By Dan Rankin
CAO Brent Kittmer said he was very pleased with the process of passing the 2016 budget, which he described as an “investment budget” to a gathering of representatives from around 50 St. Marys businesses at the St. Marys Golf Course Wednesday morning.
The budget was finalized by Council on March 22, Kittmer said. The 2016 tax levy of $11,176,500 is an increase of 2 percent from last year. “We are spending a lot of money this year, but for us, we think we’re spending good places,” he said.
“Currently, Council is walking though the process of developing a strategic plan, so we didn’t have that document to guide our efforts,” he said. “My instructions to staff when preparing the budget were to think of it as a status quo budget, to budget responsibly, to look at no service level reductions, to consider the three-year average as a baseline and go from there, and then, to produce a capital budget that was realistic and would actually be delivered within the year.”
Kittmer said he wanted to see a capital budget that would “focus on principles of asset management and looking at life cycle needs, rather than wants for the community.” The CAO showed a chart breaking down budget expenditure items as a percentage of the overall “tax dollar.” Policing costs for the Town represent about 10 cents of every tax dollar spent ($1,167,987), he said, “which is quite normal.” Other big ticket items this year are the Town’s transfer to reserves, which equates to 14 cents ($1,692,772), and public works – primarily transportation infrastructure – which is 16 cents of the tax dollar ($1,815,273).

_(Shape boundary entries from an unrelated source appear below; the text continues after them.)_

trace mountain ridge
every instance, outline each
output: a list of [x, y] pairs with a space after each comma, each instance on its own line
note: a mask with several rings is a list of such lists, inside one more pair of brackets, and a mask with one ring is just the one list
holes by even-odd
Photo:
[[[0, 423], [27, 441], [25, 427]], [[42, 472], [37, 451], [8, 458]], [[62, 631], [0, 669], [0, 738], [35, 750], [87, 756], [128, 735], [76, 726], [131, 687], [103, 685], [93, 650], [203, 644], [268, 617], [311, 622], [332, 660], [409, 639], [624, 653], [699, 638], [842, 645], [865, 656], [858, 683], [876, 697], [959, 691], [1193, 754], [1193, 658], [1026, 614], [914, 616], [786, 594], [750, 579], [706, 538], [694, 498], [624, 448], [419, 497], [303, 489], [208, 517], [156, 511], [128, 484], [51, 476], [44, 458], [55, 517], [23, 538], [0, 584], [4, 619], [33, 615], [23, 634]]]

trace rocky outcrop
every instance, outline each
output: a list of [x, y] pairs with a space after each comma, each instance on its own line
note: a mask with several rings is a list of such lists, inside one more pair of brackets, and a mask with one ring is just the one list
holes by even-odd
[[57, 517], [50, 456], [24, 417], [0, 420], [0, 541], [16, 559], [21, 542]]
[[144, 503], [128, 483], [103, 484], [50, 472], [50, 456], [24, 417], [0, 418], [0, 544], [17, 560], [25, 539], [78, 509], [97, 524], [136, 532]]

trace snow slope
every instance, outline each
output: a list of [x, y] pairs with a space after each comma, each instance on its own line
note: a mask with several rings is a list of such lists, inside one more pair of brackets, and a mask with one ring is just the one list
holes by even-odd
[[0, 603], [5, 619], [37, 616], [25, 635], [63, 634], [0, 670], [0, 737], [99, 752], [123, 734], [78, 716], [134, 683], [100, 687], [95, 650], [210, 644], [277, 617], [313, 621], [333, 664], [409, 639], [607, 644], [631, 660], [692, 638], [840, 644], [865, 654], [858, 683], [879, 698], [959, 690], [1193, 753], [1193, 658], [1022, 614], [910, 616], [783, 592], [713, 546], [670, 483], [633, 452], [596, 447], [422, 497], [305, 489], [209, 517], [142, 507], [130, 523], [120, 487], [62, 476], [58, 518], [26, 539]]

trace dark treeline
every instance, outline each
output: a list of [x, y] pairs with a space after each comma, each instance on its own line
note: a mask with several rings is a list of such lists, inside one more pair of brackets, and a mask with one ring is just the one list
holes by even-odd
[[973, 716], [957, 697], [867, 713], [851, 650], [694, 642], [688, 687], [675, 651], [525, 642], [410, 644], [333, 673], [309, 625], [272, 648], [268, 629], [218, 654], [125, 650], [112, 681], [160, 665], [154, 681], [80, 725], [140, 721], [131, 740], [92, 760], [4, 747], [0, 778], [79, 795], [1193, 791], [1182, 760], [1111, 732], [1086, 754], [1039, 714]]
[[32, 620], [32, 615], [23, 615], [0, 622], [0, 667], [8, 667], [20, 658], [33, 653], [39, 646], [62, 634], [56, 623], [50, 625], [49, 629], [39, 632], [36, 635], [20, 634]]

Industrial and commercial tax rates have gone down incrementally this year, several hundredths of a percent each, “however your tax bill is dependant on your tax rate as well as your assessment, so, any of those of you who have seen your assessment increase, your tax bill will have gone up,” Kittmer said, adding that the provincially-set education tax rate is not yet known. “Historically, the Town does fall in about the mid-range for the area for our tax rates for industry and commercial.”
Kittmer explained how, while the Town had planned institute annual five percent water and sewage rate increases, the closure of the Heinz plan required sewage rates to increase by 10 percent, because the Town “will be seeing a significant reduction in our revenues.” That 10 percent increase is likely to remain for this year and for next year, he added.
“The challenge for us is that we have a significant amount of sewage-related work that needs to be done at our sewage treatment facility and it’s affecting our reserve,” Kittmer said. “We need this revenue stream to make sure that we can keep our sewage treatment facility up and running with lots of capacity.”